Kindred Winecoff said...

Anon #1, a further thought:

Let's set aside lotteries for a second, both because these are the extreme thought-provoking case, and because they are unrealistic. But we have something else which is in some ways similar: scholarships. Now, scholarships are not random -- altho their issuance is somewhat idiosyncratic -- but they seem fairly well-suited to do what Hayek wants. People who win scholarships have a greater chance of moving into an "elite" position and also will be less constrained by material demands. They will have opportunities to innovate which they otherwise would not have.

There are two kinds of scholarships: merit-based and needs-based. In practice, even the needs-based scholarships are merit-based in some ways. Hayek would probably say that it would be best if scholarships -- from normal college subsidies to "genius awards" -- were universal. But given that they cannot be for reasons of scarcity and political economy, it is still better that we have some scholarships than none even if this generates inequalities. Society as a whole benefits from having people experimenting and innovating and gaining knowledge, etc.

Given that we have to ration these things somehow, what is the best way to do it. Well, a lottery is better than nothing, but better yet is to try to maximize the return on these scholarships. How do you do that? Give them to the people who will use them to improve society the most. It is difficult to precisely identify these people, but one way we can get closer to identifying them is to have contests.

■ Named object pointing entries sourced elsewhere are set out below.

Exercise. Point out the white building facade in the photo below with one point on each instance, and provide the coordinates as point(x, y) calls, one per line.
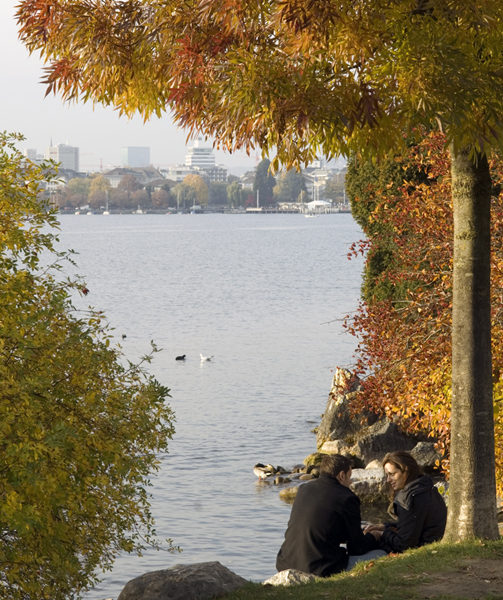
point(199, 156)
point(135, 156)
point(65, 154)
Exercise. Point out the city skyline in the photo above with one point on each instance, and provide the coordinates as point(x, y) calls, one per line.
point(98, 132)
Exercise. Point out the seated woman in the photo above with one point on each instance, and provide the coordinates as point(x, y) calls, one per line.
point(419, 507)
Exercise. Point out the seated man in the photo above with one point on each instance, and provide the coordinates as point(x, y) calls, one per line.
point(326, 514)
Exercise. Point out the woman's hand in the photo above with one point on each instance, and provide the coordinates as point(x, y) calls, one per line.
point(374, 528)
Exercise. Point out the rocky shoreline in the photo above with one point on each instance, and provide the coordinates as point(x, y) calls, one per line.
point(365, 438)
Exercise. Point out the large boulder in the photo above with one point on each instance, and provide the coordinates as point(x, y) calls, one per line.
point(336, 447)
point(379, 439)
point(200, 581)
point(370, 485)
point(290, 577)
point(337, 422)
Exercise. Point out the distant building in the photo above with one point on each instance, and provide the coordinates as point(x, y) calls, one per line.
point(143, 175)
point(200, 157)
point(135, 156)
point(179, 172)
point(65, 154)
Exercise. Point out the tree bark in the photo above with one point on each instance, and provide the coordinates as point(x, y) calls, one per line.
point(472, 491)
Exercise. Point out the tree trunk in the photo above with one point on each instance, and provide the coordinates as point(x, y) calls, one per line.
point(472, 491)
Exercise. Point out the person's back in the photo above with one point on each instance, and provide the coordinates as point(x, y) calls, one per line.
point(325, 514)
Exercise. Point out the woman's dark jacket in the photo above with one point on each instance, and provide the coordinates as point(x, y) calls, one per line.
point(325, 515)
point(421, 513)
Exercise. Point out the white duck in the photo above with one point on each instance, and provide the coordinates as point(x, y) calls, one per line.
point(263, 471)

Contests can help us aggregate information (on aptitude, creativity, etc.) in useful ways.

A 19 year old from Romania just won a $75,000 scholarship for building a driverless car at 1/20th the cost of Google. An 18 year American won a $50,000 scholarship for developing a way to charge a cell phone in 30 seconds. (Link at bottom.) There is nothing about giving those students a scholarship that implies will-to-power. Instead, it allows them to dedicate themselves towards creating things that will improve society without having to worry about working two part-time jobs while going to college. No, not everyone gets that freedom... there is inequality here. But inequality is a lesser problem than general stagnation (at least for Hayek, but I'm with him to at least some extent). Therefore, those who would best exercise freedom should be the ones with first priority for receiving it.

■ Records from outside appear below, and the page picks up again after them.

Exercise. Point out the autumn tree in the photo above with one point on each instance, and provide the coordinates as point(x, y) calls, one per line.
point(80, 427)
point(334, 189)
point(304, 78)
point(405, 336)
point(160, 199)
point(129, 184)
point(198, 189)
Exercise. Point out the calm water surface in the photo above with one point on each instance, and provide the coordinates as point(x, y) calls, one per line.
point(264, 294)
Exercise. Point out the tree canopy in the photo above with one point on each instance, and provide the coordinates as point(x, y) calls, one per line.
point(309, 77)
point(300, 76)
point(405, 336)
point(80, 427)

Now it's *possible* that innovation would not suffer under more egalitarian systems in which the means of production are collectively owned, but Hayek -- writing at a time when this was very much more in dispute than it is now -- claims there is a good reason to believe that will not be the case: namely, the informational problem.

(This doesn't say anything about the heritability of wealth, about which I have mixed feelings.)

Anonymous said...

KW - thanks for the response.

I agree that Hayek is probably not an especially strong theorist of democracy, freedom, constitutional systems, etc. Certainly, because he was interested in those topics and thus ventured into them, his theorizing must be subjected to criticism; however, it's his contributions to our understandings of "knowledge in society," human ignorance, complexity in socioeconomic matters, etc., that are essential.

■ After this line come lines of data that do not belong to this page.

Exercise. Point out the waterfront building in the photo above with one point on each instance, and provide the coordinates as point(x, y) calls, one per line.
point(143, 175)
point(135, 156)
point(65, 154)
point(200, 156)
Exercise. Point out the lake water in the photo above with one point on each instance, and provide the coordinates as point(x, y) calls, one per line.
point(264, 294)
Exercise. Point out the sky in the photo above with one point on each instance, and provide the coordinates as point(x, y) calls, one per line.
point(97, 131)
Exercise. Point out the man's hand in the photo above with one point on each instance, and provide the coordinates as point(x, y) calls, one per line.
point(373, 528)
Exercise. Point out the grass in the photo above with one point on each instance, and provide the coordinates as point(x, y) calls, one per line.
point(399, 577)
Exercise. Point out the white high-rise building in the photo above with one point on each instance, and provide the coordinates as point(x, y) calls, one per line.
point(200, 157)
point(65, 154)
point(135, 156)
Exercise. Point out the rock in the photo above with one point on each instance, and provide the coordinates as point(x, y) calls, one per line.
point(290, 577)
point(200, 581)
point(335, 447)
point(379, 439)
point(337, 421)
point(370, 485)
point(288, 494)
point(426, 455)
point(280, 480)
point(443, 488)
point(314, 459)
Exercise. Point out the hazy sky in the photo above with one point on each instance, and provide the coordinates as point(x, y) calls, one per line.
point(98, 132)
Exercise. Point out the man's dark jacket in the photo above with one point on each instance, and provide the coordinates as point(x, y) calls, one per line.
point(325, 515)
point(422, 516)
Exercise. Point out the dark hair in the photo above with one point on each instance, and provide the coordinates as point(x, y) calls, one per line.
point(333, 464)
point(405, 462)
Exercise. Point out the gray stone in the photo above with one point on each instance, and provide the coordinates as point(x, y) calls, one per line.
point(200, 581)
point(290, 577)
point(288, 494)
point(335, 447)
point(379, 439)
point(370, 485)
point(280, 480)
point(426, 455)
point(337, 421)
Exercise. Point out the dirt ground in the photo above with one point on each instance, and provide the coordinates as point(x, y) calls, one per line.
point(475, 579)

There seems to be a wide range of great sources for exploring democratic and constitutional theory, but comparatively much less appreciation for the importance of human ignorance, including in relation to 21st century social democracies.

I know that we all acknowledge the centrality of ignorance, but it tends to be lip service. Political, economic, and social theorists rarely start from the premise of ignorance - it's more like a loose end that must be reconciled.

I don't see much value in getting bogged down in Hayek's flawed democratic theory, which is of tertiary importance, let alone his theories on spontaneous order, which IMO are secondary, unless one is predisposed to resist his epistemic project (of course, libertarian/conservatives are just as much, if not more, to blame for this detour).

Actually, I'm among a very small minority of crazy right-wing (libertarian) "conservatives" who is quite happy to pursue his (consequentialist) political theorizing along Rawlsian lines. Rawls was a great political philosopher, but he was not especially attuned to economic realities.